Author/Authors :
DC Voaklander، نويسنده , , KD Kelly، نويسنده , , K. OʹMalley، نويسنده , , D. Hemingway، نويسنده , , D. Schopflocher، نويسنده , , L. Svenson، نويسنده , , N. Yiannakoulias، نويسنده ,
Abstract :
Purpose
The association between injurious falls requiring a visit to the emergency department and various classes of medications was examined in a case–control study of community living persons aged 66 years and older. It was hypothesized that medication use was related to injurious falls while controlling for comorbidity.
Methods
Administrative databases from a Canadian province provided the information used.

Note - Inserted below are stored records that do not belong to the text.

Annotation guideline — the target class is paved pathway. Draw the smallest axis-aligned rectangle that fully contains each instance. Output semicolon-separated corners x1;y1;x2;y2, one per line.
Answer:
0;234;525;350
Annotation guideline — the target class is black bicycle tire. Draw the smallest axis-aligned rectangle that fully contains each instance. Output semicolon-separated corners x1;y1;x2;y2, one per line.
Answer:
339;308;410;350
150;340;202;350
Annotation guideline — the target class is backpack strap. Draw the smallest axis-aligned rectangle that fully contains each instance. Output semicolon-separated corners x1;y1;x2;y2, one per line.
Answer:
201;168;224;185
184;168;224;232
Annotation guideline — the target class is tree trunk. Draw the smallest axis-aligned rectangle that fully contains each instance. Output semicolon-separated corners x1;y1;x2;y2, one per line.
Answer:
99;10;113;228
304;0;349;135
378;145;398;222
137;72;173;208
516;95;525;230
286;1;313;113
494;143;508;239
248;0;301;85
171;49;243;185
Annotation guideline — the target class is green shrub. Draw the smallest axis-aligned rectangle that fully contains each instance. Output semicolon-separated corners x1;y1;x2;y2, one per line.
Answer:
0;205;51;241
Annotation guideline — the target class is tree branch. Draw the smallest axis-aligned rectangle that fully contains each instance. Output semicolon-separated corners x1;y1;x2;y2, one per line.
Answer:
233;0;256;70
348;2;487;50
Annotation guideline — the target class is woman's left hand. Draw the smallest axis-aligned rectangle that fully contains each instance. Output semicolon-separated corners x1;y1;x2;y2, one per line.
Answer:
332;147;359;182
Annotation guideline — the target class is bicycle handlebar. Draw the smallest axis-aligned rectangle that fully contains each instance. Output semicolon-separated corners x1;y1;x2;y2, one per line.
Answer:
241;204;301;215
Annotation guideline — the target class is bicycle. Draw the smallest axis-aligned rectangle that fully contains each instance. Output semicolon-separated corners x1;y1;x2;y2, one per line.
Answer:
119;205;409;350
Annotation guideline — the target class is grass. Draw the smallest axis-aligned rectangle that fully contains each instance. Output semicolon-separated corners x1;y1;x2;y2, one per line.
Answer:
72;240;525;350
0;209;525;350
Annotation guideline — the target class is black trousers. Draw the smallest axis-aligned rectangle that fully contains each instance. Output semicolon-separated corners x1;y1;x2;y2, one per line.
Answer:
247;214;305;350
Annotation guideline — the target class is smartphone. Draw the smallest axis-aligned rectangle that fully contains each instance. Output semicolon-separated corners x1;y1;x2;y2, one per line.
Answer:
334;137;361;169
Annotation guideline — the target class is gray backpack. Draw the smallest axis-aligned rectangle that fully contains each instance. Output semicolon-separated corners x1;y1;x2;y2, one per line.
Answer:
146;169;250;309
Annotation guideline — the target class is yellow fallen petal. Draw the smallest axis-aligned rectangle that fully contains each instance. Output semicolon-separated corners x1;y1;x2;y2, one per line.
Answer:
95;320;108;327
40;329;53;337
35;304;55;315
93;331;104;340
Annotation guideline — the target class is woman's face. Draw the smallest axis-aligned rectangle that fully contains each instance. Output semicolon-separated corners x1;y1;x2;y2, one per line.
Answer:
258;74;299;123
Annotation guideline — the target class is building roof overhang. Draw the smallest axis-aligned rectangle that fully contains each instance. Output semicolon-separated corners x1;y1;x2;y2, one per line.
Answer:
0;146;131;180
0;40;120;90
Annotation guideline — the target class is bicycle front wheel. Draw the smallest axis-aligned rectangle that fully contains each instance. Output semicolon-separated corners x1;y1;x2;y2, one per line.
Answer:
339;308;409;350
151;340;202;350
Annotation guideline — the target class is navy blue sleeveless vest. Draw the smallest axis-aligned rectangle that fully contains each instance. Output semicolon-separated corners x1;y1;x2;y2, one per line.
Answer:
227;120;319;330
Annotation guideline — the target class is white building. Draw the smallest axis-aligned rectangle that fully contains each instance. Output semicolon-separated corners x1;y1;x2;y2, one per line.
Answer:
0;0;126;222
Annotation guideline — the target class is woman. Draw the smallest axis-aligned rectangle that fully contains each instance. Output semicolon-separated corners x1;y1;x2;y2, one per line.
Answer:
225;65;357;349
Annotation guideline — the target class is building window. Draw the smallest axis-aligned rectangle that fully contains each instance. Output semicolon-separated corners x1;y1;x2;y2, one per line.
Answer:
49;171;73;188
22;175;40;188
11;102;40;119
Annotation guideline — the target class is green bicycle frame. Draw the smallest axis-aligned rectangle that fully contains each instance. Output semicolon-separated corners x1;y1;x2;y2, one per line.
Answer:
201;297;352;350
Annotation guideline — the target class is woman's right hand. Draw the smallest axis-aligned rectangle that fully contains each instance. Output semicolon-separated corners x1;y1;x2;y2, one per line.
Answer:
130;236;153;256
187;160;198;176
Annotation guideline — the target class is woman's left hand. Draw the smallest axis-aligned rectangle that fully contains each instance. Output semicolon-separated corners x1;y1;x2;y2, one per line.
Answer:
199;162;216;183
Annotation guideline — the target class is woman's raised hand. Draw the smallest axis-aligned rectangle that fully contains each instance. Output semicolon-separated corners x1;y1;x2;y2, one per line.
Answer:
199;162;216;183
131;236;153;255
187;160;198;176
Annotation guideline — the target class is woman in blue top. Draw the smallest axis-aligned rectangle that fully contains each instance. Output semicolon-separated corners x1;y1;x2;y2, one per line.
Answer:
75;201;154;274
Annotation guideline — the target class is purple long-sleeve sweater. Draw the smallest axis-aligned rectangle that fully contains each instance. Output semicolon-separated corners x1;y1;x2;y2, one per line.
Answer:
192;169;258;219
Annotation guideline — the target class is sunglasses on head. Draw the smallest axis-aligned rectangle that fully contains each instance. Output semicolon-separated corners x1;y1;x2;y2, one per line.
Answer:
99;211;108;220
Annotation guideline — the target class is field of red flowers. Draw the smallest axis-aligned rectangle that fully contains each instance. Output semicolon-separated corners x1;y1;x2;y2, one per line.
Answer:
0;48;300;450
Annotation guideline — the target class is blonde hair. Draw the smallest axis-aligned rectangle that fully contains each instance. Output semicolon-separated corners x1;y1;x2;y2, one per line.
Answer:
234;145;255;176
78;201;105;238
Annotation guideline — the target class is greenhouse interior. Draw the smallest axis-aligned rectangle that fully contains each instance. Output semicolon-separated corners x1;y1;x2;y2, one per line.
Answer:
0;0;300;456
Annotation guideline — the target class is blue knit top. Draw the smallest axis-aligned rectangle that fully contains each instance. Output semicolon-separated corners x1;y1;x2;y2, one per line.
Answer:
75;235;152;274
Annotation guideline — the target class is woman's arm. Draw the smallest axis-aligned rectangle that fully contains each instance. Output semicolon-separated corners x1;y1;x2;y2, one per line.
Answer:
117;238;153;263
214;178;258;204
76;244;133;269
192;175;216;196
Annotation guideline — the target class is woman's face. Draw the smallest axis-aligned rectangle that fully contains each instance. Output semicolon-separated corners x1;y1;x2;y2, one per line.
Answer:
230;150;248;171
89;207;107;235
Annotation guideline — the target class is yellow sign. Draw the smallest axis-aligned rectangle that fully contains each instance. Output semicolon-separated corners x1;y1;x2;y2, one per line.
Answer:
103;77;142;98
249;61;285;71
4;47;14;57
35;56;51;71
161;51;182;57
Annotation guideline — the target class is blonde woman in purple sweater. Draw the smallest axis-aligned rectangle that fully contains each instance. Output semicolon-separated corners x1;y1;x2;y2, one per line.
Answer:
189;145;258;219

Data were collected for all community-dwelling seniors aged 66 and older (n = 282,519) in the study year. Two series of analyses on medication use within 30 days of the fall were conducted using logistic regression; the first controlling for age, sex, socioeconomic status, and rural residence, and the second controlling for comorbid diagnoses as well.
Results
During the study year there were 9152 falls reported by 8534 individuals to provincial hospital emergency departments giving a crude fall rate of 32.4 per 1000 population per year (95% CI = 32.3, 32.5). The initial analysis identified 10 medication classes that were associated with an increased risk of an injurious fall, while controlling for age, sex, socioeconomic status, and rural residence. With further analysis controlling for the additional effects of comorbid disease, narcotic pain killers (odds ratio OR = 2.06, 95% confidence interval CI = 1.93, 2.17), anti-Parkinson agents (OR = 1.55, 95% CI = 1.26, 1.91), antidepressants (OR = 1.33, 95% CI = 1.23, 1.43), anticonvulsants (OR = 1.20, 95% CI = 1.07, 1.36), anticoagulants (OR = 1.20, 95% CI = 1.09, 1.33), electrolytic or water balance agents (OR = 1.19, 95% CI = 1.13, 1.26), antipsychotics (OR = 1.16, 95% CI = 1.01, 1.38), corticosteroids (OR = 1.13, 95% CI = 1.04, 1.22), and thyroid agents (OR = 1.07, 95% CI = 1.01, 1.15) remained as significant independent predictors of sustaining an injurious fall.
Conclusion
These results are based on a Canadian population-based study with a large community sample. The study found that taking certain medications were independent predictors of sustaining an injurious fall in the elderly population in addition to the risk associated with their medical conditions.